Возьму Вельтмана «Сердце и думка» (1838), бисер, только поярче.

«Встрепет» – так перевожу я «sensibilité nouvelle»42 – краса искусств, это как распахнувшиеся окна: вода, земля и весенний вей.

Из современников для меня: Пикассо и Стравинский; из прошлого: Шекспир, Достоевский, Толстой, Пушкин, Гоголь, Марлинский, Бодлэр, Фет, Нерваль; а последнее время вздергивает Пришвин, он мне как весть из России, я живу русской речью, слово и земля для меня неразлучны. Пришвин открыл мне о большом сердце зверей, о теплоте чувств «дикой» природы, о «разговоре» деревьев – они ароматом, не звуком, и о самой маленькой птичке, ее зовут «Птичик»; на вершинном пальце самой высокой ели славит Птичик зарю, по клюву видно – поет, но песню его никто не слышит, и его никто не славит.
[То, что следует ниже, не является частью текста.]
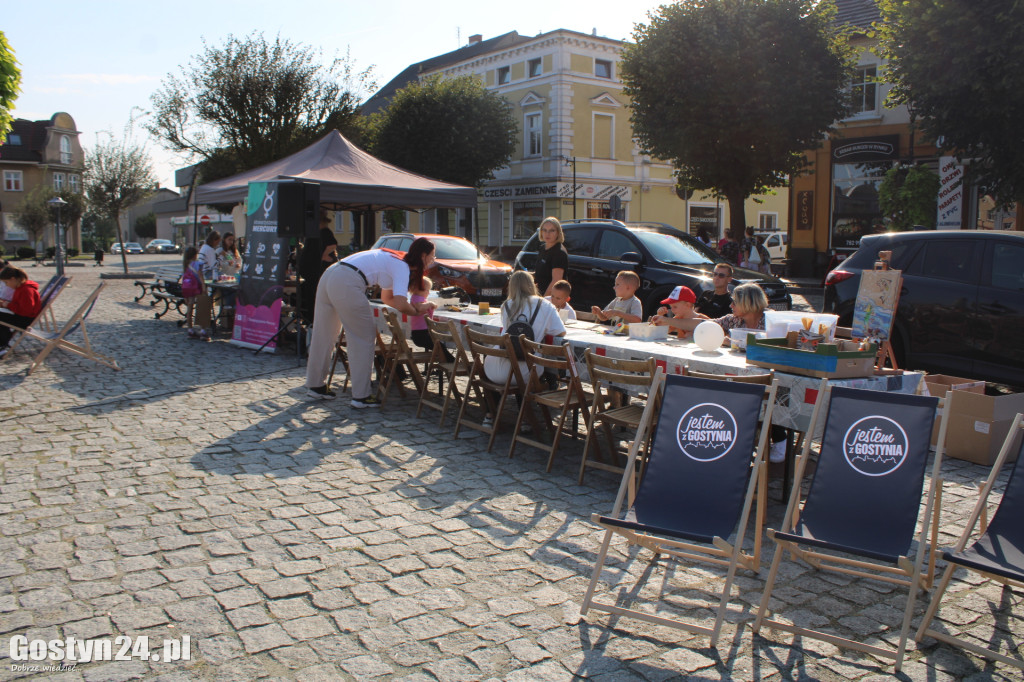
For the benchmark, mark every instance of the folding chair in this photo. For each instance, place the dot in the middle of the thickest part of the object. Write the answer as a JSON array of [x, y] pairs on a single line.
[[697, 487], [482, 346], [57, 339], [997, 551], [400, 356], [570, 398], [444, 334], [45, 320], [605, 373], [863, 500]]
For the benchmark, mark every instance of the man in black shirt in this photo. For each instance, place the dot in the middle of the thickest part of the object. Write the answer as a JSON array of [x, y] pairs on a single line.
[[719, 302]]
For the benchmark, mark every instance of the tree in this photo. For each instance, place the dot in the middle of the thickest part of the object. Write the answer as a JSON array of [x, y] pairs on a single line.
[[733, 92], [118, 174], [450, 129], [906, 197], [957, 66], [10, 82], [253, 100]]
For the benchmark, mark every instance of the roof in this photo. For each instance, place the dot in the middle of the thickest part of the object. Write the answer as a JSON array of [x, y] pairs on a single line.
[[860, 13], [412, 73]]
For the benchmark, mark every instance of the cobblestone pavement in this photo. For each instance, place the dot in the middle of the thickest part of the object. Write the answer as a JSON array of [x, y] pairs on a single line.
[[198, 492]]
«Встрепет!» – какое это счастье, и как редко выпадают на долю такие встречи.


У Вельтмана любопытны запевы. Его «Саломея», в ней сходятся по теме Достоевский, Лесков и Крестовский, начинается сказом-прибауткой: «Жили-были мать и дочка. Точка»43. Через пять страниц он вернется к запеву и расскажет о «дочке», а до тех пор речь про «него». «Сердце и думка» начинается неожиданно с «между тем»: «между тем, как Сердце, вьшущенное на волю, металось из дома в дом, из угла в угол, из недра в недро, и не находило себе надежного приюта – в заднепровском городке происходили своего рода важные события»44.
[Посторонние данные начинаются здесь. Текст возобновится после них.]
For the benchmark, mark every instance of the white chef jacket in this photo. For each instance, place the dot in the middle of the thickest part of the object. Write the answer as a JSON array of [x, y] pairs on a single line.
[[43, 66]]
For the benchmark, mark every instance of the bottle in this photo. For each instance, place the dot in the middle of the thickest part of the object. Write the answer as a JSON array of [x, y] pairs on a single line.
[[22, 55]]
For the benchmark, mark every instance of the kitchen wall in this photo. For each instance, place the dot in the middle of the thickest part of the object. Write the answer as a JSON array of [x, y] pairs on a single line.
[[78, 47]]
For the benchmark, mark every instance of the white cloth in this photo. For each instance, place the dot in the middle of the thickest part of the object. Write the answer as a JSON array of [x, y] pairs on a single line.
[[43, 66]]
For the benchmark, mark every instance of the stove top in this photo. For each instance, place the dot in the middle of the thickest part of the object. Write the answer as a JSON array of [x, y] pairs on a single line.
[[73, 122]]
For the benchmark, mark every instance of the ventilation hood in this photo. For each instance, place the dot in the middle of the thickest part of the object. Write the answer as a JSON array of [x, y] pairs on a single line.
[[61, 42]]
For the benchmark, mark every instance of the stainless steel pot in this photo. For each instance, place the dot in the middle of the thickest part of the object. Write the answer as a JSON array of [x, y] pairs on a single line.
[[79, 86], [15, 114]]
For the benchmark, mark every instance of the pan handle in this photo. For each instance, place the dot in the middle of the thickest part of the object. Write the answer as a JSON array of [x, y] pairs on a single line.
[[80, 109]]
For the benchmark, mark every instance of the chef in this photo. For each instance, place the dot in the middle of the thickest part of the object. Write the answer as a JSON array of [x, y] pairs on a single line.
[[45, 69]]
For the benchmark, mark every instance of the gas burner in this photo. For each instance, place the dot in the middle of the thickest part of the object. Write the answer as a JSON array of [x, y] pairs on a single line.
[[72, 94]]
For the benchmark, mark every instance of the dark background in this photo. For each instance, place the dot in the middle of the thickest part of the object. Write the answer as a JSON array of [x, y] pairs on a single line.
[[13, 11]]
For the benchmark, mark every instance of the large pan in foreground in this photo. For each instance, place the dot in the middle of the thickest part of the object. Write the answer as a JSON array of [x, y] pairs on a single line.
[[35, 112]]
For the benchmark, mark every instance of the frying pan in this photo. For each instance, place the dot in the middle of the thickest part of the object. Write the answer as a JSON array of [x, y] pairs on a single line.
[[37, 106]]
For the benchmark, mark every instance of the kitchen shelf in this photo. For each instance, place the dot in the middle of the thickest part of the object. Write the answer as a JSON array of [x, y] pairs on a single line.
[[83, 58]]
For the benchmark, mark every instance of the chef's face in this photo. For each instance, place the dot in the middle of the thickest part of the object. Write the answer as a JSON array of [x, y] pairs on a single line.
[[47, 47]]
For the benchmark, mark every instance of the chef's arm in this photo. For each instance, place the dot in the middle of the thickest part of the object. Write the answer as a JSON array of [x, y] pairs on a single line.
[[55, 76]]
У Вельтмана нету «общих мест», у него свой глаз и по глазу слово: находки, – а это непременно останется в памяти. Как в рассказе гр. Соллогуба о Лермонтове: «Большой свет» – «рассказ в двух танцах» – «танцах!» – это находка. Или как окончание повести Н. Ф. Павлова «Именины» (1835). При последних строчках дневника перо махнуло с сердцем и забрызгало строчки: «Я подсмотрел однажды, как… плакала украдкой… мне… тесно с ним под одним солнцем… мы встретились… оба вместе упали. Он не встал, я хромаю».

Вельтман для духов бури взял звуковые названия, на имена мы очень бедны: Пррр, Тшшшш, Ффффф, Ууууу, Ссссс, Ммм.45

И есть заклинание: чарует ведьма Врасанка – нос синий большой, как воловья почка, а рот, как у акулы:

Я ее, голубушку, истомлю тоской,

истает она, увянет она,

клещами ухвачу ее голос,

по слезинке оберу ясные очи,

по листику оберу пылкий румянец,

по искорке оберу пламень сердца,

по волоску выщиплю длинную косу –

все ее богатство будет моим!

Когда я кончил повесть Вельтмана, всем понравилось, и разговор пошел о всяких заклинаниях и чарах.

Иван Павлыч только забыл, из чего самый приворот сделать, в каком кушанье; хорошо помнит: надо выварить в маковом молоке и приправить кошачьею кровью.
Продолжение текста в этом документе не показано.